The median outfit you will see on me. This is home.
If the internet belongs to the dopamine creators, I have no business posting outfits online. Thankfully, we the personal style bloggers live in our own heads, in our own ecosystems and savor the feel good chemical - serotonin over constantly chasing dopamine.
Is Dog Mom Style a thing ? I wear chunky soles and some gorpcore for urban hikes with my pup. Any time I go to her dog park without an outer layer, I come back covered in drool and paw prints gifted by her dog friends. First axiom of dog mom style : Spot clean and ironing noble materials is less fun than wearing outerwear that looks good as it gets beat up.
Oxfords got worn “just” because I don’t want to own stuff that I haven’t worn in the year. Flats, oxfords, sandals, boots and loafers have to battle for their spot on my feet. Sneakers have won the war.

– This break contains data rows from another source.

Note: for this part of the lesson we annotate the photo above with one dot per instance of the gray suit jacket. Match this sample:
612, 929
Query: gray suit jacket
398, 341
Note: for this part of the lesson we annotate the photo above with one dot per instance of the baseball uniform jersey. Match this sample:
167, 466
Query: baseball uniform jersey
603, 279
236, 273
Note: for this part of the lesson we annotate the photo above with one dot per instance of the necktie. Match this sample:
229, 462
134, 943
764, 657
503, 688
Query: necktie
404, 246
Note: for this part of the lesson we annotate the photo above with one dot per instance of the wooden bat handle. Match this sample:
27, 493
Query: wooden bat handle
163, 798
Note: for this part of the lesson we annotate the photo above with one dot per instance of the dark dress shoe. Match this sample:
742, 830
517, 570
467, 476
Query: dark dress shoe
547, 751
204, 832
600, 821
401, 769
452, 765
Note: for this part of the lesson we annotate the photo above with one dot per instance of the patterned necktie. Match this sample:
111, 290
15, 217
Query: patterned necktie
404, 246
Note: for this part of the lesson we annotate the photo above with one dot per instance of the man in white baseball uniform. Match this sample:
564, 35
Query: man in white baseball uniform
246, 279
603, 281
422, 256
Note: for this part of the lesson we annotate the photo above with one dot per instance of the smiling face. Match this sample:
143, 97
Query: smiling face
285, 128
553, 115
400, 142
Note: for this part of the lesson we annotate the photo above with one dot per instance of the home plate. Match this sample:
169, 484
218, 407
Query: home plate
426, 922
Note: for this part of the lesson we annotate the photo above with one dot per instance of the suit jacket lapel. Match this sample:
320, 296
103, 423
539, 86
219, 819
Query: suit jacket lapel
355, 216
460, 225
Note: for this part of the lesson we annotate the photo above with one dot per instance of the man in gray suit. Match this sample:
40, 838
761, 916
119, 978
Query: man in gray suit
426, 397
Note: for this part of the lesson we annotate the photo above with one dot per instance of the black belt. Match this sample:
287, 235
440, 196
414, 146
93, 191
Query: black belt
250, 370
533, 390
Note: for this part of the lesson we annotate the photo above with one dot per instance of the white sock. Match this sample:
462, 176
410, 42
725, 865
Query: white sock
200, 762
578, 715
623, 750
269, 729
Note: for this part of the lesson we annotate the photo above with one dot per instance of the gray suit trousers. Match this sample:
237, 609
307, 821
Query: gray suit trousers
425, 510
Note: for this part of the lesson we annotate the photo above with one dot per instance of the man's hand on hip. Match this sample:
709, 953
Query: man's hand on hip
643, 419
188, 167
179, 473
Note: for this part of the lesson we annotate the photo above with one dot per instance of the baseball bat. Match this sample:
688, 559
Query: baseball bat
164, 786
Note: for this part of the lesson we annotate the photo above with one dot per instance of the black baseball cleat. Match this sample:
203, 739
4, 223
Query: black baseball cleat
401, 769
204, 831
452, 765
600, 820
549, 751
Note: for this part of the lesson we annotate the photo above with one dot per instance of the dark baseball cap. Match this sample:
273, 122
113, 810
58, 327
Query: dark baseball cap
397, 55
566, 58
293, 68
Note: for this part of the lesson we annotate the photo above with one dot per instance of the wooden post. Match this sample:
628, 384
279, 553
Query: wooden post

There will always be “before Japan”, when I would have found these pants sloppy. There is “after Japan”, where I find them “above the silly subjective beauty norms I held on to as objective truths”. Sexy and flattering are not how I want to express myself. A play on proportions and volume on the other hand, is the work of an architect. Since I don’t build houses or landscapes, I can at the least build my outfits in silouettes of my choosing.
My 5 and 2 year old nieces are visiting me. It’s joy, fun and love. There is also a lot of chaos that is unique to having excited tiny humans running around in a new highly stimulating environment. Every book, lamp, container, chest of draws and dog brush is something for them to explore+want. Cartoons, ice cream, toys and trips to the park are the highest currency in their world. There is a lot of screaming and crying centered around “I want it. But I want it. But I want it now.” As an adult observer, I can sit on the sidelines and wonder why they fixate on a want until they get on their parents nerves. This week has held a mirror to my behavior and opened the door to some self reflection. Am I that different from these little kids who are struggling to process their wants ? Giving them guidance on how to move on from a fixation or introduction of delayed gratification are my tasks as an aunt. Do I do that often enough for myself ? Several of my purchases reflect on wants fixated over and acquired, even if its as painfully obvious as my niece crying for ice cream. Have I trained myself enough ? Did I grow up and out of this phase ? Or has it become a matter of budgeting over the years of my lifespan like a mortgage, to buy all the things I want ? Rule of 5 is a fantastic opportunity to work on myself.
{ I moved to a warmer microclimate and can wear true summer clothes. There are no winds from the Bay making me shiver to the bone. My dresses/pants aren’t bunched up between my legs from the wind. A linen closet is my one big sartorial desire currently. }
I love your "Please remove shoes" sign!